Yirmi yedi yıl önce Saddam'ın Kuveyt'e saldırması bütün
dengeleri altüst etti, Ortadoğu'nun ipini çekti...
İran devrimi sırasında "fırsat bu fırsattır" diyerek İran'a
saldırmış, umduğunu bulamamış, bu arada çok masraf etmiş, Kuveyt'e
büyük borç yapmıştı...
Döndü bu sefer Kuveyt'e saldırdı: Bir taşla iki kuş vuracak, hem
borçlarının üstüne yatacak, hem de Kuveyt petrollerini ele
geçirecekti. Bu, Saddam'ın dünya petrol üretiminin neredeyse
yarısına hakim olması ve ham petrol varil fiyatını da istediği gibi
saptaması demekti.
Amerika'nın buna izin vereceğini düşünmek saflık olurdu.
Saddam, Amerika'yı frenlemesi için Sovyetler'e güveniyordu.

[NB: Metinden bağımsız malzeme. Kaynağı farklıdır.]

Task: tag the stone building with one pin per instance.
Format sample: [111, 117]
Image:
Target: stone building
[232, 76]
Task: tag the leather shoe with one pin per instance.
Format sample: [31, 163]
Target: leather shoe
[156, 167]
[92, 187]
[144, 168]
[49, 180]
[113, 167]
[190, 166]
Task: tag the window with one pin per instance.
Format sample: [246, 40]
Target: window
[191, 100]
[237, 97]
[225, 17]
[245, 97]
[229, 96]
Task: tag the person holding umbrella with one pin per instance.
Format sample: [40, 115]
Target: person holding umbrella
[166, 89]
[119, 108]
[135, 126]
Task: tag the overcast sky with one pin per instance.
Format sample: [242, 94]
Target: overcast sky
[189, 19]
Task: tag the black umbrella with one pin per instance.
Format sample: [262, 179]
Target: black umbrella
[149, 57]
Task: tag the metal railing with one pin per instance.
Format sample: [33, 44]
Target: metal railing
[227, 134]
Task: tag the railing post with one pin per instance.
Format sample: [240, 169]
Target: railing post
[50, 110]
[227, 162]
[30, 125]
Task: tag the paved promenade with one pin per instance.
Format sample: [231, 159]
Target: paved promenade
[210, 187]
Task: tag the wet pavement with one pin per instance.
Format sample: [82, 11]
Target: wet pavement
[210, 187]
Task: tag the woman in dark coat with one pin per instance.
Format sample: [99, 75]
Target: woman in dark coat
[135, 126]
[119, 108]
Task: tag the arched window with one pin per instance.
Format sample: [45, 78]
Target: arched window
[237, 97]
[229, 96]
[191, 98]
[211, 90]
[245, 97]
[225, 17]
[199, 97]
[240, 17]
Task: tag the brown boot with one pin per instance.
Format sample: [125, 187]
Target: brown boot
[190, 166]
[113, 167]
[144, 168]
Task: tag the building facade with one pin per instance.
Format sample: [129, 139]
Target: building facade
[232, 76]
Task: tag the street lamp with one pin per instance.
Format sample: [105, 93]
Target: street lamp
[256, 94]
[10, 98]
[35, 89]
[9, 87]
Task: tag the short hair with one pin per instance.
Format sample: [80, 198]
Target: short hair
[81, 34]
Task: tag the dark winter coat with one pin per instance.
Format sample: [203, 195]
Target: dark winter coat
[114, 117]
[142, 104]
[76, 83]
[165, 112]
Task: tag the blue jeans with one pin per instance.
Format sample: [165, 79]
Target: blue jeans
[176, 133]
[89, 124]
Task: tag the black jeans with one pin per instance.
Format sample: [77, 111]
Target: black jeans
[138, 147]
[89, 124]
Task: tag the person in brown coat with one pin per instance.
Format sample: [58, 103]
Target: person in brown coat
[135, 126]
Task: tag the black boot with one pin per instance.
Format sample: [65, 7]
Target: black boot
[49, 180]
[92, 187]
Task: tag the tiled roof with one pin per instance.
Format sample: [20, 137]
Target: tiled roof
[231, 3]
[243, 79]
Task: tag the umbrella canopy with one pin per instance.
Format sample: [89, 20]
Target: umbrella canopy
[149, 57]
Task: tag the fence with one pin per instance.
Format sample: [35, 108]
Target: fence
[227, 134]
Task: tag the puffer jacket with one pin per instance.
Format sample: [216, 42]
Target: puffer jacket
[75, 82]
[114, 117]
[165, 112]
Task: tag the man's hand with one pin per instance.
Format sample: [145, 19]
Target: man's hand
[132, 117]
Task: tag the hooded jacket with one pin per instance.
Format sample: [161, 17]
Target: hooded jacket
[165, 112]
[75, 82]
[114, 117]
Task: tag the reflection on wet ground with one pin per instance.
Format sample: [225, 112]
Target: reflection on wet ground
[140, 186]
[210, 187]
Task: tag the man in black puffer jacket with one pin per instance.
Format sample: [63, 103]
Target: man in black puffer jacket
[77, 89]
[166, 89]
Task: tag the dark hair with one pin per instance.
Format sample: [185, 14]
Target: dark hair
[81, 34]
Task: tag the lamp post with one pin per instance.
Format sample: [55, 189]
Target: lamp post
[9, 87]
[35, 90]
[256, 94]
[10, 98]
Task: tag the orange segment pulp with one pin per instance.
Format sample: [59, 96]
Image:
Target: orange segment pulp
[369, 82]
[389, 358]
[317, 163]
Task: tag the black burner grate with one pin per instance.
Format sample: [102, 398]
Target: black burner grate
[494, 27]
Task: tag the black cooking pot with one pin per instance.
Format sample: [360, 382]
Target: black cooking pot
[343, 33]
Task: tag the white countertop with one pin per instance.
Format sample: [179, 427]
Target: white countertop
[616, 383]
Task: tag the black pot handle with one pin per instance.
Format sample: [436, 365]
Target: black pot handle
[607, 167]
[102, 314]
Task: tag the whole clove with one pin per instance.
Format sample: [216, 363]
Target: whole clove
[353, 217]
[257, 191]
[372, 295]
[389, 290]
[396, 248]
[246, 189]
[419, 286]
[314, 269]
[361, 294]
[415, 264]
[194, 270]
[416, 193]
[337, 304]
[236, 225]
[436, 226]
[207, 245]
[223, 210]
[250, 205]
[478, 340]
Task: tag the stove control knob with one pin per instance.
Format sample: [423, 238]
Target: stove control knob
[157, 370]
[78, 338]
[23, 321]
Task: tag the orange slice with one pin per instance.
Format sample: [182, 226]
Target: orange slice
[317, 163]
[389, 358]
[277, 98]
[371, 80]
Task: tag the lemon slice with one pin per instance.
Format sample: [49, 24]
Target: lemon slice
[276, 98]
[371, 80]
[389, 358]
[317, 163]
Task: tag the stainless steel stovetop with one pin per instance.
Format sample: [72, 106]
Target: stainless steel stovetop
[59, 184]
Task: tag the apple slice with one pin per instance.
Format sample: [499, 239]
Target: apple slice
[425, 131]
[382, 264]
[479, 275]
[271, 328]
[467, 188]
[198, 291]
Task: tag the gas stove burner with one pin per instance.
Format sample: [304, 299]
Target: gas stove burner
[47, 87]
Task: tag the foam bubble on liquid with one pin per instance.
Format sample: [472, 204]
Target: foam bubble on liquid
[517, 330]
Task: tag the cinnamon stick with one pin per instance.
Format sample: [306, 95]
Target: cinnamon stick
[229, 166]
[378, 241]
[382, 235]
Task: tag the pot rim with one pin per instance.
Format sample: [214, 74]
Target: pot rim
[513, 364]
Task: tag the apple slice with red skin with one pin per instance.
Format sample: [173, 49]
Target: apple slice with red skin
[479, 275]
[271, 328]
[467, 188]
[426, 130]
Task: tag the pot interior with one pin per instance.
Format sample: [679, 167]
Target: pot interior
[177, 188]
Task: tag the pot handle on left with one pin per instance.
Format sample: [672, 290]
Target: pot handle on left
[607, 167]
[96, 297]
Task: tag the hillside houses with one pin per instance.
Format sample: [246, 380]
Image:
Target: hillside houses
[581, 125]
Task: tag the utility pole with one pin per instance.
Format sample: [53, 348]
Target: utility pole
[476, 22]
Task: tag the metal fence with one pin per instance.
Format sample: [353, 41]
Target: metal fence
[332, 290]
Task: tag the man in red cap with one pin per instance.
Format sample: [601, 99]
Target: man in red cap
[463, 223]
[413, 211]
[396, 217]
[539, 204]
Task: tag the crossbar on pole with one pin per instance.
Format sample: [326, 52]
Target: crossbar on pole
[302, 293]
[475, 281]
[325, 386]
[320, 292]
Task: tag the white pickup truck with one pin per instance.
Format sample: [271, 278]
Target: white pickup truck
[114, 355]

Ne ki dağılma sürecine girmiş Sovyetler Birliği'nin kendine bile
hayrı yoktu, nitekim Gorbaçov kılını bile kıpırdatmadı.
Birinci Körfez Savaşı'nda Amerika'nın en büyük aymazlığı Bağdat'a
girmeden durmak, Saddam'ı da yerinde bırakmak olmuştur.
(General Schwarzkopf "lanet olsun" deyip emekliliğini istemişti...)
Bu gaflet, savaşı bitirmedi, on küsur yıl uzattı, ikinci devreye
taşıdı.
Sonunda Saddam yok edildi ama Amerika da arkasında bir "kaos"
ortamı bırakarak çekilmek zorunda kaldı. Hırt yöneticiler, önce
baba Bush, sonra oğul Bush, bir çuval inciri berbat etmişlerdi.
Birinci Körfez Savaşı sırasında bendeniz gene SABAH'ta
yazıyordum, bu sayfada değil, orta sayfada.
("Televizyona çıkmadan önce ne iş yapıyordunuz ağabey?" diye
soranlara selam.) Türkiye'de bu Saddam denilen serseriyi sırf
"Amerika'ya kafa tutuyor" diye seven ve "solcu molcu" sanan birçok
budala vardı. Onu "kendince haklı" bulan daha başka siyasi ahmaklar
da vardı.
Saddam'a karşı çıkan yazılar yazdım, yemediğim küfür de kalmadı.
Lumpen mizah dergilerinde çiziktiren gecekondu çocukları vahşice
üstüme saldırdılar.
Geçmiş gün... Saddam toprak altında, bendeniz de buradayım.